Yeah, MSF Natural can be used to tone down practically ANYTHING! It's useful for when I put a bit TOO much blush on (am I the only one who gets so excited putting make up on?!?!) but can't be bothered taking it ALL off - just blend it out and buff away 
	

	
	
		
		

		
		
	


	




 Quote:

   Originally Posted by *Septemba* 

 
_I adore it, it's the real look of a porcelain doll hey? 
	

	
	
		
		

		
		
	


	


_

 
Yes! I can't wear bronzer (everything is too dark for me!) and peaches (apart from benefit's Georgia) just don't seem to do it for me! Pink's on porcelain skin 
	

	
	
		
		

		
		
	


	




 Quote:

   Originally Posted by *Shadowy Lady* 

 
_I have a lot of red/pink in my skin already and finding a nice red blush is hard, this one just made me look more red 
	

	
	
		
		

		
		
	


	




 I will try some of the one suggested above though, maybe I'll have some more luck_

 
If you do have any look finding one that doesn't make you look more red - let me know as I'm in the same boat as you!
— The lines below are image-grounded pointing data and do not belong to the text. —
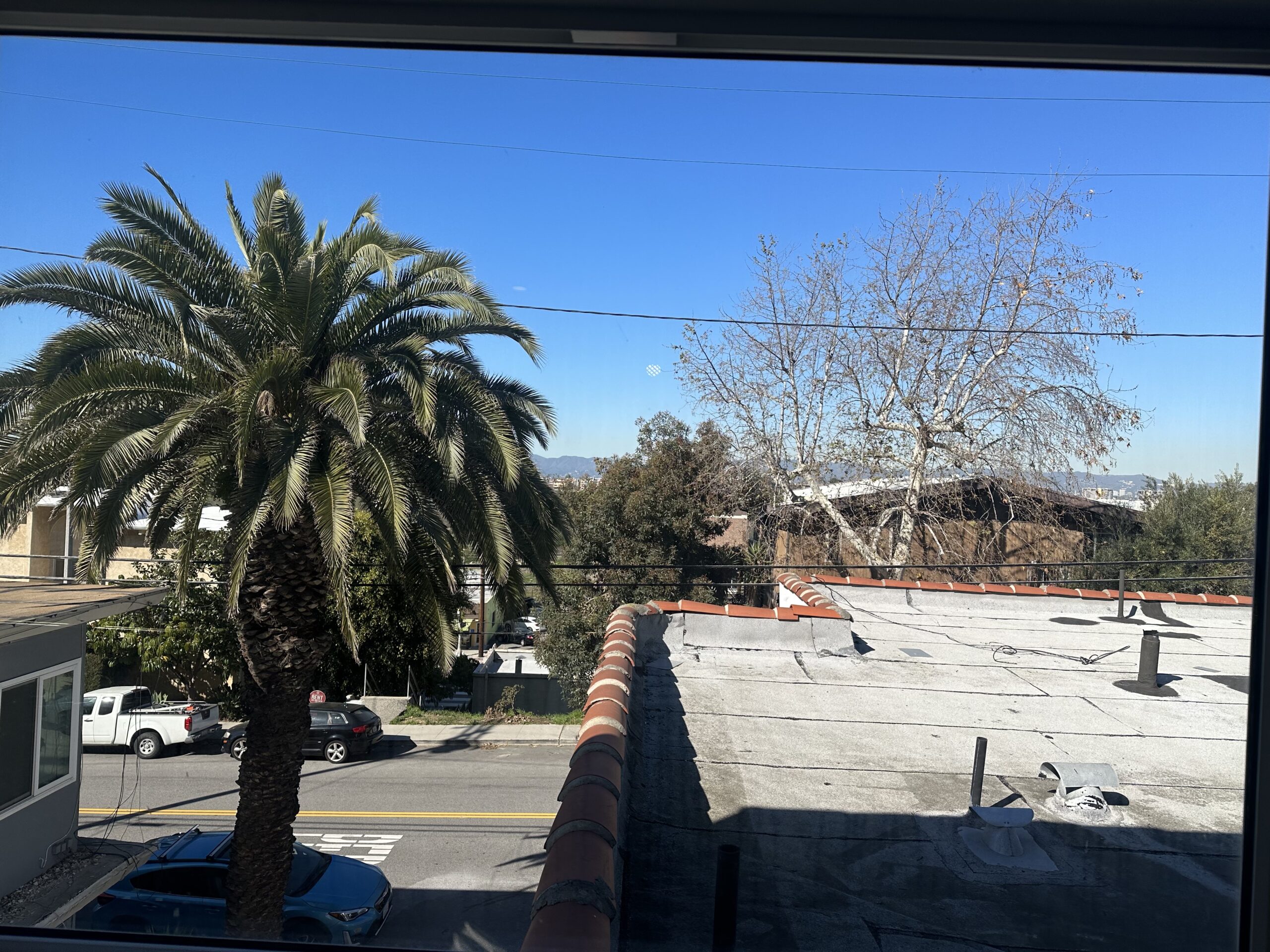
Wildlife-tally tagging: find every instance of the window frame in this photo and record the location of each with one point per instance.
(76, 670)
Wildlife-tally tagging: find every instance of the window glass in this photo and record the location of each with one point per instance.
(205, 881)
(17, 742)
(307, 867)
(56, 705)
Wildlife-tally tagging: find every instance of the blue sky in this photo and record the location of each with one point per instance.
(667, 238)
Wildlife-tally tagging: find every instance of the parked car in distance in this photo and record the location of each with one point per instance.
(181, 890)
(127, 716)
(518, 631)
(336, 730)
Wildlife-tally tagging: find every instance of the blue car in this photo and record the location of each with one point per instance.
(181, 892)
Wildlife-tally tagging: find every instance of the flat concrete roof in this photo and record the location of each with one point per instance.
(30, 607)
(844, 774)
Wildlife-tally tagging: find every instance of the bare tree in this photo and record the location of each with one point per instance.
(953, 341)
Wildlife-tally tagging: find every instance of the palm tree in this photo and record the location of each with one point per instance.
(319, 377)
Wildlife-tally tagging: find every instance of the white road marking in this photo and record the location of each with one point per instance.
(371, 848)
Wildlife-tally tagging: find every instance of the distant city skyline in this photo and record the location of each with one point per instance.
(642, 184)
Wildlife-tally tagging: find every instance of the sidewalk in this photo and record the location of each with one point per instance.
(472, 735)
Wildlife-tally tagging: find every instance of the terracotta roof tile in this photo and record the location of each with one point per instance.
(583, 856)
(749, 612)
(816, 612)
(700, 607)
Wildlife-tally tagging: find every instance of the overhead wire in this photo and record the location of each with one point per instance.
(831, 325)
(623, 157)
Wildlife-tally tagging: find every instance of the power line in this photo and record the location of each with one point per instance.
(37, 252)
(851, 93)
(620, 157)
(847, 325)
(930, 329)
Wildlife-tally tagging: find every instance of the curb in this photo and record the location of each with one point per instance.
(440, 735)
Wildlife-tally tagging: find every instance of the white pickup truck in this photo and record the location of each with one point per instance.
(128, 717)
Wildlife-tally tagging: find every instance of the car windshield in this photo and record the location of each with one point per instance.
(307, 866)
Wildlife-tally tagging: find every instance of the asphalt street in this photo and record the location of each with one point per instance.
(457, 829)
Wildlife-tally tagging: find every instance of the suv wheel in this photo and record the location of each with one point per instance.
(336, 752)
(148, 746)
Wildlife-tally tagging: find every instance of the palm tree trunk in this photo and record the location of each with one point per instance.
(284, 634)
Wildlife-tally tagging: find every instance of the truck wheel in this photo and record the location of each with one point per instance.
(336, 752)
(148, 746)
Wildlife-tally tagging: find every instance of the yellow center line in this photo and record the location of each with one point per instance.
(356, 814)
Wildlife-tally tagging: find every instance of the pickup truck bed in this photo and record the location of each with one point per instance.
(126, 716)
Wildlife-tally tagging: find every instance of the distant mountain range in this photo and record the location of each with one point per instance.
(566, 465)
(1112, 481)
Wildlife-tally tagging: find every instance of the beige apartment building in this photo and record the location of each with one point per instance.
(46, 546)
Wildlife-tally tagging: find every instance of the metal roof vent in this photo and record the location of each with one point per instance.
(1004, 839)
(1079, 790)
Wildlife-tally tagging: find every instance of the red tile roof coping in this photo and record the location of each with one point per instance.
(798, 584)
(574, 904)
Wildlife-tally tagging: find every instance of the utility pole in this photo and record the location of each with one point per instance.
(480, 624)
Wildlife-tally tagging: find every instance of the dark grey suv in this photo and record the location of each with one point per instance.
(338, 731)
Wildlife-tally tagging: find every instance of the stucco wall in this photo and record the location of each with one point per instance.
(30, 831)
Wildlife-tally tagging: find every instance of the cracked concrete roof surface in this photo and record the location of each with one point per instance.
(838, 754)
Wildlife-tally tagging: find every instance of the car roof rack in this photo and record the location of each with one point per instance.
(163, 855)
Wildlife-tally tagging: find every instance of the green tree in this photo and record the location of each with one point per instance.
(658, 506)
(391, 636)
(318, 376)
(1189, 520)
(191, 639)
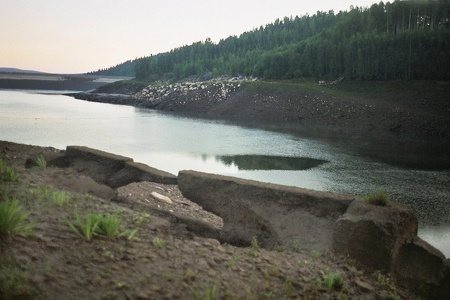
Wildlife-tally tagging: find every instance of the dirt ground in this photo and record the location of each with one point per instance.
(163, 260)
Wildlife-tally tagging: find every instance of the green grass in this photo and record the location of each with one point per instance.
(333, 281)
(85, 226)
(92, 225)
(378, 197)
(159, 243)
(13, 219)
(48, 193)
(209, 293)
(41, 162)
(254, 247)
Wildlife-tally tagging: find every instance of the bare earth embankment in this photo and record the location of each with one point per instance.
(164, 260)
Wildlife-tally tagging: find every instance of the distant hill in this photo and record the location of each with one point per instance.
(387, 41)
(14, 70)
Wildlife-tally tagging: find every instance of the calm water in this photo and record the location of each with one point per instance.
(173, 143)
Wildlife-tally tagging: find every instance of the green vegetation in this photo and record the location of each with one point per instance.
(378, 197)
(7, 173)
(48, 193)
(333, 281)
(13, 219)
(41, 162)
(254, 247)
(159, 243)
(209, 293)
(392, 40)
(98, 225)
(85, 226)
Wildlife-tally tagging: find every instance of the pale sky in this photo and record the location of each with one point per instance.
(78, 36)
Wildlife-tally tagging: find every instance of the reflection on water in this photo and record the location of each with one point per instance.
(172, 143)
(268, 162)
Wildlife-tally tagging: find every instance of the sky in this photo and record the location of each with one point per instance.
(78, 36)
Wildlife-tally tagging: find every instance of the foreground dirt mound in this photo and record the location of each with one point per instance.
(164, 259)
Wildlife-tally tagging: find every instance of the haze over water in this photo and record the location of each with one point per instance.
(174, 143)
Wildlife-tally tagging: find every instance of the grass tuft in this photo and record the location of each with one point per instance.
(41, 162)
(333, 281)
(13, 219)
(378, 197)
(85, 226)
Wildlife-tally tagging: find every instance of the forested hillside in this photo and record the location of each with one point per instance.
(399, 40)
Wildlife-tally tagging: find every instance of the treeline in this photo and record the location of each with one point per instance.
(399, 40)
(124, 69)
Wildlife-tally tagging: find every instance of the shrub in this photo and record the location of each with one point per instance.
(13, 219)
(378, 197)
(41, 162)
(85, 226)
(333, 281)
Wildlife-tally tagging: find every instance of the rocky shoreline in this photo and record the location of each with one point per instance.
(281, 104)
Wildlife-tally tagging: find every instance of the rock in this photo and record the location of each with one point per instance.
(364, 285)
(161, 197)
(136, 172)
(372, 234)
(421, 267)
(274, 214)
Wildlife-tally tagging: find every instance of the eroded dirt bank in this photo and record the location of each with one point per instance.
(164, 260)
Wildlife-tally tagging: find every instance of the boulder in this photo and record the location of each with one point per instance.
(373, 235)
(95, 163)
(274, 214)
(421, 267)
(136, 172)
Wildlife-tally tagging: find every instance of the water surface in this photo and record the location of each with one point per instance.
(174, 143)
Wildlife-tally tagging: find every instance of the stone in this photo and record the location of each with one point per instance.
(421, 267)
(372, 234)
(274, 214)
(160, 197)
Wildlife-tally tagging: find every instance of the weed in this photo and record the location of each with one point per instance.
(108, 226)
(85, 226)
(333, 281)
(280, 248)
(288, 288)
(159, 243)
(296, 246)
(315, 254)
(8, 174)
(48, 193)
(189, 275)
(209, 293)
(41, 162)
(378, 197)
(254, 247)
(12, 219)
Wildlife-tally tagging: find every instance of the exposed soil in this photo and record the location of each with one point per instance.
(56, 263)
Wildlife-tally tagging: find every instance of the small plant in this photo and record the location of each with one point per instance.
(108, 226)
(13, 219)
(254, 247)
(85, 226)
(159, 243)
(48, 193)
(315, 254)
(41, 162)
(209, 293)
(333, 281)
(8, 174)
(378, 197)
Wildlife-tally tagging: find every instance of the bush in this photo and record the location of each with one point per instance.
(378, 197)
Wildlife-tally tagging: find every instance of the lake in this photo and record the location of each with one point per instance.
(174, 143)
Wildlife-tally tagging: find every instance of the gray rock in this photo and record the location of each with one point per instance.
(274, 214)
(372, 234)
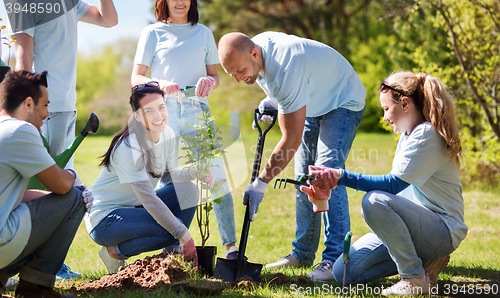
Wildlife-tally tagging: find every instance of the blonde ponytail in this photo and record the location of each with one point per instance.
(432, 98)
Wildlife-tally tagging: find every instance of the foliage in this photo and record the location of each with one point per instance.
(201, 147)
(331, 22)
(465, 54)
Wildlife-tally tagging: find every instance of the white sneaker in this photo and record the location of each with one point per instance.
(111, 263)
(286, 261)
(409, 287)
(323, 272)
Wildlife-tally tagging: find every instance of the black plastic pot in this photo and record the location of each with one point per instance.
(206, 259)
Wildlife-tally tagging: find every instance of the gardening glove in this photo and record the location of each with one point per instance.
(187, 248)
(206, 178)
(87, 196)
(254, 195)
(204, 86)
(169, 87)
(318, 197)
(266, 103)
(326, 178)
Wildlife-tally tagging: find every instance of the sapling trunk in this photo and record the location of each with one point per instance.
(202, 217)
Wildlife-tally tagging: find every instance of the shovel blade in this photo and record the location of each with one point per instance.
(227, 270)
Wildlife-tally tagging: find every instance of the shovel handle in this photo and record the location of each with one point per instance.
(255, 172)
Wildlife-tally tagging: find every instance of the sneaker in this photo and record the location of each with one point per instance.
(322, 273)
(66, 273)
(434, 268)
(286, 261)
(11, 284)
(111, 263)
(232, 253)
(28, 290)
(409, 287)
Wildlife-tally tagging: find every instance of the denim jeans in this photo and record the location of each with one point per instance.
(326, 141)
(59, 130)
(54, 222)
(133, 231)
(406, 237)
(179, 115)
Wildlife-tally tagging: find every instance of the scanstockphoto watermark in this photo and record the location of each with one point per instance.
(349, 290)
(26, 14)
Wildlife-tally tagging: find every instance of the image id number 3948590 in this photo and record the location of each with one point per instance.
(33, 7)
(471, 289)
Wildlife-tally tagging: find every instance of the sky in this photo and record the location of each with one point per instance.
(133, 16)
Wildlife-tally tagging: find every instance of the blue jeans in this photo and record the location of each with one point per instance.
(59, 130)
(405, 237)
(326, 141)
(133, 231)
(180, 114)
(54, 222)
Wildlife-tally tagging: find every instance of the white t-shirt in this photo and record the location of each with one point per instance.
(302, 72)
(113, 190)
(421, 161)
(55, 50)
(22, 156)
(177, 53)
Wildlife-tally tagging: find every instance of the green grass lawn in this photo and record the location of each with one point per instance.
(475, 262)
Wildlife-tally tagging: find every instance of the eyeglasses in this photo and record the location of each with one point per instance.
(384, 85)
(141, 87)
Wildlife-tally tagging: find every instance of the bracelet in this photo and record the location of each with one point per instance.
(72, 171)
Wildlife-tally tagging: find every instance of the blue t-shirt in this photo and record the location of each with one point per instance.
(55, 50)
(302, 72)
(421, 161)
(113, 190)
(22, 157)
(177, 53)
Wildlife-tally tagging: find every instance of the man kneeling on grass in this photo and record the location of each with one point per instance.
(36, 227)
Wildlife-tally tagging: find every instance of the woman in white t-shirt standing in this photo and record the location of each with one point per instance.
(183, 53)
(416, 212)
(129, 217)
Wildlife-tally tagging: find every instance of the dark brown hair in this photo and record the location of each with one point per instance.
(19, 85)
(162, 13)
(147, 158)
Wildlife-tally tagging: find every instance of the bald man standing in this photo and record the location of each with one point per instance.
(321, 102)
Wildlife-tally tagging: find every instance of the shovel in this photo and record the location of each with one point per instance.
(63, 158)
(345, 258)
(232, 270)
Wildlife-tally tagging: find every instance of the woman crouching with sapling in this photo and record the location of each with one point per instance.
(129, 217)
(413, 233)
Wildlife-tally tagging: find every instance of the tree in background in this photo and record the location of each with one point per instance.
(352, 28)
(103, 85)
(466, 56)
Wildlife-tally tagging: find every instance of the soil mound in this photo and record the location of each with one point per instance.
(152, 272)
(164, 271)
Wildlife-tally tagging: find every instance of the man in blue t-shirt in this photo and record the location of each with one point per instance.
(320, 101)
(43, 43)
(36, 227)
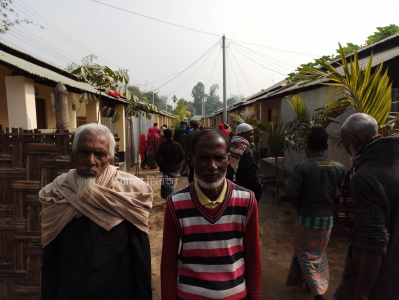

Good luck


----------



## leenybeeny (Feb 18, 2009)

When applied with a light hand, and with soft lips and eyes, I think it gives a really beautifully flushed look.


----------



## abbyquack (Feb 18, 2009)

I have naturally red cheeks so I don't like to make them even more red...but that's not to say that it couldn't be pulled off...i've been curious to check out Apple Red also. Pinch Me from the reg. line is a great natural cheek color though if you want something pinky-red without being stark red. Victor C the senior artist did it on me it was gorgeous! I wear it all the time.


----------



## kristina ftw! (Feb 18, 2009)

I LOVE red blush, haha. Serenly (I think that's the name?) is one of my faves, and I would marry my Brunette MSF (which is pretty red on me) if that were legal. I love it best when I'm tan, but it can look really good on pale skin, too. What I do is I actually place it on top of my cheekbones, like, where most people would put highlighter? Because I've recently found that to be the way it looks most natural on me. That's where I would naturally blush/get color from the sun/whatever. I'm so happy I've finally realized this, because I was never able to wear blush and have it look right before, haha! Anyway, I vote YES!


----------



## pianohno (Feb 19, 2009)

Quote:

   Originally Posted by *abbyquack* 

 
_Pinch Me from the reg. line is a great natural cheek color though if you want something pinky-red without being stark red. Victor C the senior artist did it on me it was gorgeous! I wear it all the time._

 
I'm so glad you said this - I've been pondering over buying it for ages


----------



## shea_47 (Feb 20, 2009)

My complexion is quite pink and I have a ton of redness on my cheeks, forehead and chin that I attempt to neutralize and cover everyday, so red blush doesn't work on me...neither do berry colours. So, I just let my makeup coverage be lighter on the apples of my cheeks and with foundation on, I blush pink. No buying blushes for me!


----------



## geeko (Feb 22, 2009)

i'm NC20, and i have frankly scarlet blush which is a really scary red in the pan...

but if i use a very very light hand, it actually turns out to be a nice rosy red on me which i like a lot.

so i think it's pretty much about how light / heavy handed u are when u are applying the blushers...


----------



## Marjolaine (Feb 22, 2009)

I'm NC30 and I looooove red blushes.. I think they look really natural and good on me if I use light hand (of course). I'm so sick of peachy colors for months, I go for pinks and reds and I think Flame Red is a gorgeous red (though I don't own it yet)..


----------